January 14, 2009 question

The Wall-Street all-stars after the Enron meltdown in 2001 were none other than the bad boys of Enron. The blessings they bestowed upon the California energy landscape have since been passed on to the entire gas-guzzling community. If you want to get irritated, as Heather M (the M stands for Make Mine A Double), Steve T (the T stands for Tap's Open), Trevor, Karen H (the H stands for Hold The Barbecue And The Chicken On That Jack Daniel's Barbecue Chicken), and Karen M (the M stands for Maybe I Should Drive) probably were when they recalled the answer on Monday, check out this quote from former Enron exec Kenneth Lay, before he was convicted of being Lex Luthor:

"The broader goal of [Krugman's] latest attack on Enron appears to be to discredit the free-market system, a system that entrusts people to make choices and enjoy the fruits of their labor, skill, intellect and heart. He would apparently rely on a system of monopolies controlled or sponsored by government to make choices for people. We disagree, finding ourselves less trusting of the integrity and good faith of such institutions and their leaders.
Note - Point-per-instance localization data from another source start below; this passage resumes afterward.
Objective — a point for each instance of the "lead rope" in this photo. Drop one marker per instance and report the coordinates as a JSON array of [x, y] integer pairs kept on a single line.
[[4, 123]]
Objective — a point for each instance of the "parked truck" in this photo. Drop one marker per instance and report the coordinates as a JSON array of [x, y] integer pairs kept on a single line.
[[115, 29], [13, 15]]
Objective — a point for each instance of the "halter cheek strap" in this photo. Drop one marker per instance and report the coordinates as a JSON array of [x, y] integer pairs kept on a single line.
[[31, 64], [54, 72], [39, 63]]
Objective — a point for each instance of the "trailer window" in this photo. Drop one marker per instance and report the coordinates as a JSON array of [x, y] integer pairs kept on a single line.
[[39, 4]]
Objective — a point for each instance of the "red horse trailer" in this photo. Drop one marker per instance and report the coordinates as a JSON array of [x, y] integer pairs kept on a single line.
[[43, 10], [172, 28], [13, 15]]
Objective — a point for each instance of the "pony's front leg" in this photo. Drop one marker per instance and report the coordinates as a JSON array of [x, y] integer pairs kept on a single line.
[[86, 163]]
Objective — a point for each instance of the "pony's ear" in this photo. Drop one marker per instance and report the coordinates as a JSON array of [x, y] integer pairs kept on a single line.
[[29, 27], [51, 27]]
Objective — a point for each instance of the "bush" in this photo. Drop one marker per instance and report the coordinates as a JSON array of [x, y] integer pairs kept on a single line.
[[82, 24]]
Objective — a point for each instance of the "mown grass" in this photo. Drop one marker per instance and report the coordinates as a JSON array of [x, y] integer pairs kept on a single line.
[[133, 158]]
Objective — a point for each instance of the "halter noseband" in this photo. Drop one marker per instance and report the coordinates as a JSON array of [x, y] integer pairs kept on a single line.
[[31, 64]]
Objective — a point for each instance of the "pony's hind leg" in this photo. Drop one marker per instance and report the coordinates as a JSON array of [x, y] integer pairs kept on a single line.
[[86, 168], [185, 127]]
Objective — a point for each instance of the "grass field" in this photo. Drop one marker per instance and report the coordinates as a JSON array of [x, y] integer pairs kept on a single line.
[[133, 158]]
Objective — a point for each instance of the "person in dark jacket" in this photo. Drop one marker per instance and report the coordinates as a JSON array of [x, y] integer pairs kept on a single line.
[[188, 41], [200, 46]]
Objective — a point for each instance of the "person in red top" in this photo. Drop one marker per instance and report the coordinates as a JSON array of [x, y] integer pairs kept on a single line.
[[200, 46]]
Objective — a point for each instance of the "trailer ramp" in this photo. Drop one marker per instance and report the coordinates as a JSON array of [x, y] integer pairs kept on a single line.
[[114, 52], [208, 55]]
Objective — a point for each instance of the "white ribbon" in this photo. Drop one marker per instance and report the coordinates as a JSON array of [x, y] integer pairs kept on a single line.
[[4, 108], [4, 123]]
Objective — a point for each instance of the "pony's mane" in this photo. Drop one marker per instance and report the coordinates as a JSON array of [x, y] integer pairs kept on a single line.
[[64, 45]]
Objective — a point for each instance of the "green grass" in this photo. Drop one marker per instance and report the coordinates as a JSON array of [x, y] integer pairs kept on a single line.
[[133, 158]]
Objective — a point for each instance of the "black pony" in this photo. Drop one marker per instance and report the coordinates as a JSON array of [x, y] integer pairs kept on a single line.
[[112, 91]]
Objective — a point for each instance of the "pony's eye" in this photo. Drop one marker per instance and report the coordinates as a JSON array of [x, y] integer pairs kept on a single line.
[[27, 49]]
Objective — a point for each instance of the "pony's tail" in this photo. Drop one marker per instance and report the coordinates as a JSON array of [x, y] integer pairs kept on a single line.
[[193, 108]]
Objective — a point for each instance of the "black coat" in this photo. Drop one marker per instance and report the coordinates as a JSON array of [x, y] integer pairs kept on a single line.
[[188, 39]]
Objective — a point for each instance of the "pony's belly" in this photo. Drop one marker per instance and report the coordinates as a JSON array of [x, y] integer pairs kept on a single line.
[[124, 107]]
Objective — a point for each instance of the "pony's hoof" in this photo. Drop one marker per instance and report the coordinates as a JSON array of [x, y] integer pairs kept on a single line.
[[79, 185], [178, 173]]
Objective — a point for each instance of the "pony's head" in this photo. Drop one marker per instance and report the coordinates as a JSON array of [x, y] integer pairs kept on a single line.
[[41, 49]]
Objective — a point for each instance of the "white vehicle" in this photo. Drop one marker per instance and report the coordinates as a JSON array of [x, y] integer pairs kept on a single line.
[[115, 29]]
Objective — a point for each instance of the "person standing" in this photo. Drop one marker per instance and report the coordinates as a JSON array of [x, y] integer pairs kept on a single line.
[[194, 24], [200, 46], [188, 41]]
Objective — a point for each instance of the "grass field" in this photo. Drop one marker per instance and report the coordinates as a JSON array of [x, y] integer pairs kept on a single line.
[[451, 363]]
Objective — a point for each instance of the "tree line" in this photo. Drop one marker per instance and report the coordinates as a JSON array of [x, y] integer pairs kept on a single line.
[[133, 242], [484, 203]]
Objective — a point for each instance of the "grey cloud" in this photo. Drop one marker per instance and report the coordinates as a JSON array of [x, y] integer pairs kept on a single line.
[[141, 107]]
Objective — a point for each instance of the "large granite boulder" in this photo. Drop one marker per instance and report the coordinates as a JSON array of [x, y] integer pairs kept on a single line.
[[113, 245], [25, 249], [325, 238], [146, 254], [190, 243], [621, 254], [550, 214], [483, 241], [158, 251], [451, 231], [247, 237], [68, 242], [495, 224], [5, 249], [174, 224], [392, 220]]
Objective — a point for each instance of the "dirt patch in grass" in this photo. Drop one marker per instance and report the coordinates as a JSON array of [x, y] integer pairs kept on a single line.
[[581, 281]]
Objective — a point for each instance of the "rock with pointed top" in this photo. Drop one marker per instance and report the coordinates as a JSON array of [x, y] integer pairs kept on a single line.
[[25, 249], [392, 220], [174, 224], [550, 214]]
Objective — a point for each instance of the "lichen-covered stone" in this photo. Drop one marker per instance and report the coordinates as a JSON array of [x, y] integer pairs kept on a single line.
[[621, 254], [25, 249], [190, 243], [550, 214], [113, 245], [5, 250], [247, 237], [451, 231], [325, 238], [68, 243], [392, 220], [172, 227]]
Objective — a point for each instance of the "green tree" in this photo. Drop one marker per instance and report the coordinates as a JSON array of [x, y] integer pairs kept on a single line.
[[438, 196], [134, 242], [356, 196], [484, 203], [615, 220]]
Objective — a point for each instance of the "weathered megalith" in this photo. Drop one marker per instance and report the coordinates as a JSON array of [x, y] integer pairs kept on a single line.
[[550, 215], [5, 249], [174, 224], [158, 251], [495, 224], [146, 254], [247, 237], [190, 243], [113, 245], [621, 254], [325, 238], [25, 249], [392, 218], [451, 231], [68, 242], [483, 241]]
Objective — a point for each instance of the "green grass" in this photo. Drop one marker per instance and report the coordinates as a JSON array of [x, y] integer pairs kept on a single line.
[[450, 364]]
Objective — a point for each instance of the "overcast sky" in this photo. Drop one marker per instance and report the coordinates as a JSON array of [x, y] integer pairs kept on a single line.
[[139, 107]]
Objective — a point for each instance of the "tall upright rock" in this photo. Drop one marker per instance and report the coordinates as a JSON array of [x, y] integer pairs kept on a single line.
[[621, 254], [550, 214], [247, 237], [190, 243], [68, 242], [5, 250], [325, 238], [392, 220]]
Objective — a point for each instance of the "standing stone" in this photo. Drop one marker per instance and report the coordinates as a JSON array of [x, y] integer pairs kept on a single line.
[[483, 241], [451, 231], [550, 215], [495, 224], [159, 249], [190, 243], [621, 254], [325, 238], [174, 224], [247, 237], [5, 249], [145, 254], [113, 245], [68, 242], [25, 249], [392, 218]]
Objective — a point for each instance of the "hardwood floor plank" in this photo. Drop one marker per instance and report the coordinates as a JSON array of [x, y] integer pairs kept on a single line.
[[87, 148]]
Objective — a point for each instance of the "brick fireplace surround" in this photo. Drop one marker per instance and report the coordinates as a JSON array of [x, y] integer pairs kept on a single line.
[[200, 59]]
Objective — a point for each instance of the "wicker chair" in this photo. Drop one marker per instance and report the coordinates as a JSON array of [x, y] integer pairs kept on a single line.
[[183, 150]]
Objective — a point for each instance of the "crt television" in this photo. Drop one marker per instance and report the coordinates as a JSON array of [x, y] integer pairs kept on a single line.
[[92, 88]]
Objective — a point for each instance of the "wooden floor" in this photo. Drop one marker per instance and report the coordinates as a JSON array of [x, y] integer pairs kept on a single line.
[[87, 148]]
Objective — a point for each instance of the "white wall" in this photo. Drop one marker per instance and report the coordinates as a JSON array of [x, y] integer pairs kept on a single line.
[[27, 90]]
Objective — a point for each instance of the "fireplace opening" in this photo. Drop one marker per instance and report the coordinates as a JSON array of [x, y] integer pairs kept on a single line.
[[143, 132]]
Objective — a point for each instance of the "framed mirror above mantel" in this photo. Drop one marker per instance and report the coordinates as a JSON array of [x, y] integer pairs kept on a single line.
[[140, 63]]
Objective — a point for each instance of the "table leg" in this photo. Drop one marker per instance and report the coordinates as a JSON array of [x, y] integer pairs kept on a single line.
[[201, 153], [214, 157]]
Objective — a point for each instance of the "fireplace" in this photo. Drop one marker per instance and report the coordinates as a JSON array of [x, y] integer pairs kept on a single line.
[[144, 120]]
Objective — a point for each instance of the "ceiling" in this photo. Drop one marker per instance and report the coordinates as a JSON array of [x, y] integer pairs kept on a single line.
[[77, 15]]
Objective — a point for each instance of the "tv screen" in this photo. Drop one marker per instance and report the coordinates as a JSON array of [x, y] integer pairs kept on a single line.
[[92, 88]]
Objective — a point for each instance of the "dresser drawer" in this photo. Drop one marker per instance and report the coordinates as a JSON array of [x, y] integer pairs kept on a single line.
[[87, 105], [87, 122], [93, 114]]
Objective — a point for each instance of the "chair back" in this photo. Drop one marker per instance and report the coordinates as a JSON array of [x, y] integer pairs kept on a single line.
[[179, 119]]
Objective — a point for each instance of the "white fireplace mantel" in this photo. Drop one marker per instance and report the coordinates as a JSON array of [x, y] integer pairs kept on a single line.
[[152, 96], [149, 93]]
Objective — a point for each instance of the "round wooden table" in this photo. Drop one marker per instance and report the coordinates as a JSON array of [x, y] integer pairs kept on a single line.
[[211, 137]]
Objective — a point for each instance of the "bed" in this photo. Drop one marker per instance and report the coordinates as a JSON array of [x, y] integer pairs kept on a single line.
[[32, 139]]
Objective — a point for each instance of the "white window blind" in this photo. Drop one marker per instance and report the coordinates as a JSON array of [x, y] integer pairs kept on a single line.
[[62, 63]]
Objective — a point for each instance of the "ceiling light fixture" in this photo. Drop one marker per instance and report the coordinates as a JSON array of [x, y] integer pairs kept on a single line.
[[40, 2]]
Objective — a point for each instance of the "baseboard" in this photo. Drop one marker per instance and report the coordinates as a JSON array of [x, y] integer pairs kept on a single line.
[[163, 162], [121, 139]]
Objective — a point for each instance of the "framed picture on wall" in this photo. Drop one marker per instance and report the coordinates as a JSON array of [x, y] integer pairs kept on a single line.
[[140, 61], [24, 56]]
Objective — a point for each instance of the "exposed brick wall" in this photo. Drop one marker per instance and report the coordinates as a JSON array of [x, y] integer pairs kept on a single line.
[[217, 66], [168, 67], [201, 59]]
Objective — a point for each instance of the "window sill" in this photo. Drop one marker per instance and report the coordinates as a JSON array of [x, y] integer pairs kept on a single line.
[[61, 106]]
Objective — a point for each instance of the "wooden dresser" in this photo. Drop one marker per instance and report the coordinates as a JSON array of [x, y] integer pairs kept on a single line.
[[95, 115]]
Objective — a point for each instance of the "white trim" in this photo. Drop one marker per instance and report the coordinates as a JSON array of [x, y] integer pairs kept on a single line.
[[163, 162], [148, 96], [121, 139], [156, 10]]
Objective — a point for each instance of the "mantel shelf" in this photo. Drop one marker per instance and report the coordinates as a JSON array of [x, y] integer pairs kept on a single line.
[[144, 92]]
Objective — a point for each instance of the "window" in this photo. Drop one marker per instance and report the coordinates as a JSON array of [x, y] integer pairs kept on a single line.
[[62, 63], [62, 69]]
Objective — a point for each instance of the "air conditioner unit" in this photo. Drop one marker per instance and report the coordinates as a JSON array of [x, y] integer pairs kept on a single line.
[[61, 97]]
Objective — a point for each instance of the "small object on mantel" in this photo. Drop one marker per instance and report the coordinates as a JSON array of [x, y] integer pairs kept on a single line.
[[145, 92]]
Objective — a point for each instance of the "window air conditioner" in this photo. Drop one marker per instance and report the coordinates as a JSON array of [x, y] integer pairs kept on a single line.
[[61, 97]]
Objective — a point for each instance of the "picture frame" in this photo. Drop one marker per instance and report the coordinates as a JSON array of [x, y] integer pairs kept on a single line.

"The example Mr. Krugman cites of 'financialization' run amok (the electricity market in California) is the product of exactly his kind of system, with active government intervention at every step. Indeed, the only winners in the California fiasco were the government-owned utilities of Los Angeles, the Pacific Northwest and British Columbia. The disaster that squandered the wealth of California was born of regulation by the few, not by markets of the many."
The tactics in question boiled down to a bit of legislation that allowed Enron to inflate prices of everything under the shroud of what became known as Investor-Satan privilege, a law that expressly forbids the government from investigating the terms of any agreements between futures & commodity traders and the Lord of Darkness.

Can you tell the frigid snow storm is making me irritable? Here's today's question:

True or False (see, I'm feeling irritable, but generous): Pepto-Bismal contains a radioactive ingredient.